I jerked myself upright. “What is she doing now?”
“She’s the wife of a senator. Before that, she was married to the CEO of a Fortune five hundred company. When they got divorced, she took him for thirty million dollars, plus an estate in Connecticut, which she sold to buy something a little bigger in Virginia or North Carolina, I forget, wherever the senator is senator from. He’s a Republican. She wants him to be president.”
“I’ll be damned,” I said.
“No, she will. It’s like something got into her.” He glanced at the wall beside him, then shifted his body to take it in more directly. The paintings on the wall seemed to have distracted him. They were by Eric Fischl and David Salle, who had been young art stars back when I bought the paintings. I would not have thought Don Olson would be particularly interested in them.

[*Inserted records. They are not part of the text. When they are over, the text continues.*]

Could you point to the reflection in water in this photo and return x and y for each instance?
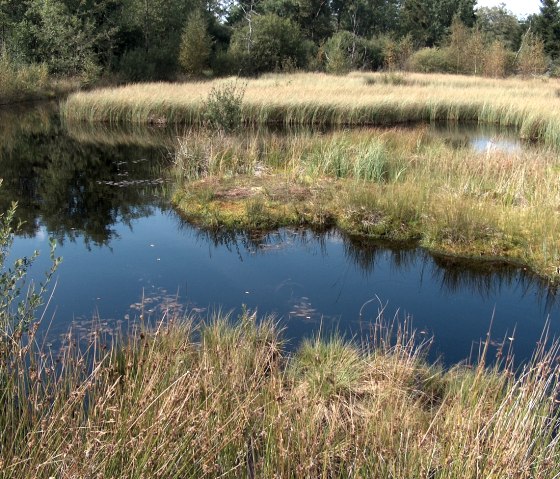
(481, 278)
(480, 138)
(74, 189)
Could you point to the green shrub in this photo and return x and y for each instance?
(223, 107)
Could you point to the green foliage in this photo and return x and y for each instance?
(396, 53)
(223, 107)
(345, 51)
(19, 302)
(196, 45)
(141, 65)
(498, 24)
(432, 60)
(532, 59)
(62, 40)
(21, 81)
(547, 25)
(428, 21)
(267, 44)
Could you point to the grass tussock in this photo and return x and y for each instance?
(224, 399)
(530, 105)
(390, 184)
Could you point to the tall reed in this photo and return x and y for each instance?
(531, 106)
(394, 184)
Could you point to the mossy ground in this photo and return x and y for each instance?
(456, 202)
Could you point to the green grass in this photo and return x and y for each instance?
(389, 184)
(225, 399)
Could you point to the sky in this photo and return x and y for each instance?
(518, 7)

“Got into her back then, you mean?”
“Yeah. Before she started on her career of sucking the life out of rich guys, or whatever the hell it is she does.” He shifted around on the sofa, trying to figure out a way to describe what had happened to Meredith Bright. “You know how people sometimes have a kind of internal temperature, an internal climate? Meredith Bright has the internal climate of a vampire. That’s the best way I can say it. She makes you see the whole idea of demonic possession in a whole nother way. And we loved that woman, man, we were crazy about her. She’s scary, man.”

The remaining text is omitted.